Why Iran is partially withdrawing from the 2015 nuclear deal
Tehran to announce ‘reciprocal measures’ as tensions mount with the US
Iran will partially withdraw from the nuclear deal signed with world powers, its leaders have announced.
A year after Donald Trump pulled out of the 2015 agreement, Tehran will formally convey its “reciprocal measures” to ambassadors to countries remaining inside the deal: France, Britain, Germany, China and Russia.
The Guardian says the move “is bound to be seized upon by Washington as proof that the nuclear deal – which the US violated in May 2018 – has collapsed and is no longer worth pursuing”. CNN speculates that the withdrawal could see Tehran “exceed the limits on its stockpile of low-enriched uranium, the size of which determines how close they are to a weapon”.
The move comes after Iran's economy was “hit by reinstated US sanctions on its oil and financial sectors”, the BBC says, which have pushed the value of its currency to “record lows, quadrupled its annual inflation rate and driven away foreign investment”.
After EU officials were privately informed of the partial withdrawal plan yesterday, a source close to the French government urged Iran to reconsider. “We do not want Tehran to announce tomorrow actions that would violate the nuclear agreement, because in this case we Europeans would be obliged to re-impose sanctions as per the terms of the agreement,” the source said.
The news comes amid a broader build-up in tensions between Washington and Tehran. A US aircraft carrier has been deployed to the region, which US officials said was in response to threats from Iran to it forces and allies. It was also revealed the US was sending B-52 bombers to the region.

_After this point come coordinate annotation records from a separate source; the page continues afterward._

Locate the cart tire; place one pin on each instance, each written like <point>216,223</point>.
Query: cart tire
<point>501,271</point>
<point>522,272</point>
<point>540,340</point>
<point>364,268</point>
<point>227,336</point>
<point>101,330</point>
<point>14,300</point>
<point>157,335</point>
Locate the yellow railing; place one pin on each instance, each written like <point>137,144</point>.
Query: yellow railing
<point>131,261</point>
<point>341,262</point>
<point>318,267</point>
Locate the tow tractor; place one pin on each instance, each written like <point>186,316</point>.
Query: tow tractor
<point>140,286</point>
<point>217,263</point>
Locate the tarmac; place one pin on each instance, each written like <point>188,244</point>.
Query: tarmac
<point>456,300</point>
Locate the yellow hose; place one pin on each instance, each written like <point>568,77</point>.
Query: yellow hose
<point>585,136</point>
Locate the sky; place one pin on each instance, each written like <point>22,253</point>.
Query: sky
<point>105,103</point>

US national security adviser John Bolton said the twin moves were “in response to a number of troubling and escalatory indications and warnings”. The acting Pentagon spokesman Charles Summers added that the US does “not seek war with the Iranian regime,” but will “defend US personnel, our allies and our interests in the region”.

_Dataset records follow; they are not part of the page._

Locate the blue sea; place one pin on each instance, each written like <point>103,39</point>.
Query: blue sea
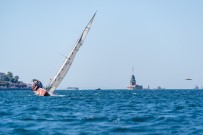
<point>102,112</point>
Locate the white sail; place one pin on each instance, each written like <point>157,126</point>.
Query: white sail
<point>69,60</point>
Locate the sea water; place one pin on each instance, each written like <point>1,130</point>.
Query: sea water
<point>102,112</point>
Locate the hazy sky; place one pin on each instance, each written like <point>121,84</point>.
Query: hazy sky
<point>161,39</point>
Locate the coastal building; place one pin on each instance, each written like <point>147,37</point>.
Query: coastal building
<point>12,82</point>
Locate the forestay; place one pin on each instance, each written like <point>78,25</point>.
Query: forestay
<point>69,60</point>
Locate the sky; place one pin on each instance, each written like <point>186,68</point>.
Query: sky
<point>161,39</point>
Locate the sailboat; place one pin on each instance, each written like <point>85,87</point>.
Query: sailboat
<point>54,83</point>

Iran denies making any threats and says Washington’s aircraft carrier move is part of a routine. Foreign minister Javad Zarif said: “From announcements of naval movements (that actually occurred last month) to dire warnings about so-called ‘Iranian threats’. If US and clients don't feel safe, it's because they're despised by the people of the region - blaming Iran won't reverse that.”
Meanwhile, US Secretary of State Mike Pompeo made a brief, unscheduled visit to Iraq yesterday. After cancelling a trip to Berlin he met with Iraqi leaders during a four-hour stop in the capital Baghdad.
Linking the meeting to tensions with Iran, Pompeo said that he wanted to “speak with the leadership there [in Iraq], to assure them that we stood ready to continue to ensure that Iraq is a sovereign, independent nation”.